Almost all of the αHA dehalogenases isolated in this laboratory and described in the literature are encoded by genes now assigned to either the group I or group II deh genes. Only two exceptions were identified: the DehH1 gene from a Moraxella sp. (27) and dehL from a Rhizobium sp. (7). On the basis of derived amino acid sequence alignments, Janssen et al. (22) proposed that the DehH1 gene is related to the haloalkane dehalogenase genes, dhlA and dhaA, and the α-hexachlorocyclohexadiene dehalogenase gene, linB. This indicates the existence of a third family of αHA deh genes encoding dehalogenases with broader substrate specificities, including activities against haloalkanes. It should be noted that DehHI is different from all of the group I and II dehalogenases in that it is a defluorinating enzyme, showing high activity with fluoroacetic acid but much lower activity with chloro- and bromo- analogues and virtually no activity with higher chemical homologues (26).

The dehL gene from a Rhizobium sp. (7) shows the same stereospecificity as group II deh genes (i.e., dechlorination of l- but not d-2MCPA) but is not a member of this family.

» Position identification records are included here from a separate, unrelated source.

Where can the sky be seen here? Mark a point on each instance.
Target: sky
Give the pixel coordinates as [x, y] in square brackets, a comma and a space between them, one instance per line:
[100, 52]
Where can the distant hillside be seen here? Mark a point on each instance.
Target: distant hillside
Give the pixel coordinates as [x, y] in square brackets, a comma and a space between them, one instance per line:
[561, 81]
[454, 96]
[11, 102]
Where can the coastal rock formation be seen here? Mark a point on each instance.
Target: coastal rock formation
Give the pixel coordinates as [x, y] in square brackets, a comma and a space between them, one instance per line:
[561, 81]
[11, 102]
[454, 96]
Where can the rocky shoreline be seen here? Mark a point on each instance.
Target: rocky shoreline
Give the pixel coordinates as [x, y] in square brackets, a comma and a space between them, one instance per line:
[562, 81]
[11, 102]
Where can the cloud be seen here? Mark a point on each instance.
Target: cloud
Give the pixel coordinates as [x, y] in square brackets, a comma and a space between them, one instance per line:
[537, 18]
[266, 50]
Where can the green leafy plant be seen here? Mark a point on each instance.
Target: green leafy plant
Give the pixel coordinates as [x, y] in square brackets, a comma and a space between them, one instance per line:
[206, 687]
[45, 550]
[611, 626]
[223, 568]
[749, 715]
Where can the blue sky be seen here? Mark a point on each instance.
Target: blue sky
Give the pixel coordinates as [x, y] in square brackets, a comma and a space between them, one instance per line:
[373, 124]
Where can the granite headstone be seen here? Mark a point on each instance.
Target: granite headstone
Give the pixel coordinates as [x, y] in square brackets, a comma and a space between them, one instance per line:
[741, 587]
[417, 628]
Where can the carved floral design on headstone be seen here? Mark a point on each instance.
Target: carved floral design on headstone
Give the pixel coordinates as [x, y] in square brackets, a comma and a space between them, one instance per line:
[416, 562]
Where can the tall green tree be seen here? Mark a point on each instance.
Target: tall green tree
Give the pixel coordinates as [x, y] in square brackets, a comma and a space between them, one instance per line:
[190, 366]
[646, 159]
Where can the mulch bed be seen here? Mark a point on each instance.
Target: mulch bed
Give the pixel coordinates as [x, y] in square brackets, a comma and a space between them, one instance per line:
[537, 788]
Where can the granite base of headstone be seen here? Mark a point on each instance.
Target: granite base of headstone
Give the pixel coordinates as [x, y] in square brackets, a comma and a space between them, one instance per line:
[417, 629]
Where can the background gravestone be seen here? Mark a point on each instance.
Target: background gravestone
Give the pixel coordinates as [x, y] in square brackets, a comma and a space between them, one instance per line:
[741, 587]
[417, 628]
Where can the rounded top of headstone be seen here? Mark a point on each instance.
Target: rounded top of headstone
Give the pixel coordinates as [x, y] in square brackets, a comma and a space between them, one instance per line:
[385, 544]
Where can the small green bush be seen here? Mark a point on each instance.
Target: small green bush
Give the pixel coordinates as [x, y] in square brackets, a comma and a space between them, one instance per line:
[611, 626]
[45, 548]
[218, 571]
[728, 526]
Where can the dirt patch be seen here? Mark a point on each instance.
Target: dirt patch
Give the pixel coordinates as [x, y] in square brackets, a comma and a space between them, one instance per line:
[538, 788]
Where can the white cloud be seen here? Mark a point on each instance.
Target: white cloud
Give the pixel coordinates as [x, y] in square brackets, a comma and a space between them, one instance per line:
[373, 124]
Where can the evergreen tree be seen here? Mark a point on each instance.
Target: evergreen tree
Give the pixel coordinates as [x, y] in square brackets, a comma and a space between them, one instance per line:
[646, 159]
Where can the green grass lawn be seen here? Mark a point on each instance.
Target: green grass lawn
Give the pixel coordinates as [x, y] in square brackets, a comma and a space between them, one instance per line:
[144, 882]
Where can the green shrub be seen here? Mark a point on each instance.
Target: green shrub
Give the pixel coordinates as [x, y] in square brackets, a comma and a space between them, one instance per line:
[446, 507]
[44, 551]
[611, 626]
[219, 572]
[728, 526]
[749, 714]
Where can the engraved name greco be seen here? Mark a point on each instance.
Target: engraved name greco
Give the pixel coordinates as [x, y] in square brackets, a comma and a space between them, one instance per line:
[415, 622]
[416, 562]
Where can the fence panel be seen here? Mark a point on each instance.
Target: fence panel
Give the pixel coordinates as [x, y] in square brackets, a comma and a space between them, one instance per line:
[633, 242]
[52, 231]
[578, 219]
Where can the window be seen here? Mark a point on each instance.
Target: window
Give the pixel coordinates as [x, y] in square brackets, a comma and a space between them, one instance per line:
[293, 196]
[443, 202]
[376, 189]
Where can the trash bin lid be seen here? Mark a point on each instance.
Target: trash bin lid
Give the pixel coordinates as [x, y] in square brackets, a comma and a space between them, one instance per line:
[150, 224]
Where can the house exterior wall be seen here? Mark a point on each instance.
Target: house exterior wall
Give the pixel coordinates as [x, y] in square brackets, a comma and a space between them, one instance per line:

No significant match in either nucleotide or derived amino acid alignments between dehL and group II deh genes was found, and the derived DehL amino acid sequence lacks almost all of the conserved residues of the group II dehalogenases. Since this gene shows no significant match with any other sequence currently deposited in the GenBank and EMBL databases (on the basis of FASTA searches), it might tentatively be suggested that dehL uniquely represents a fourth deh family.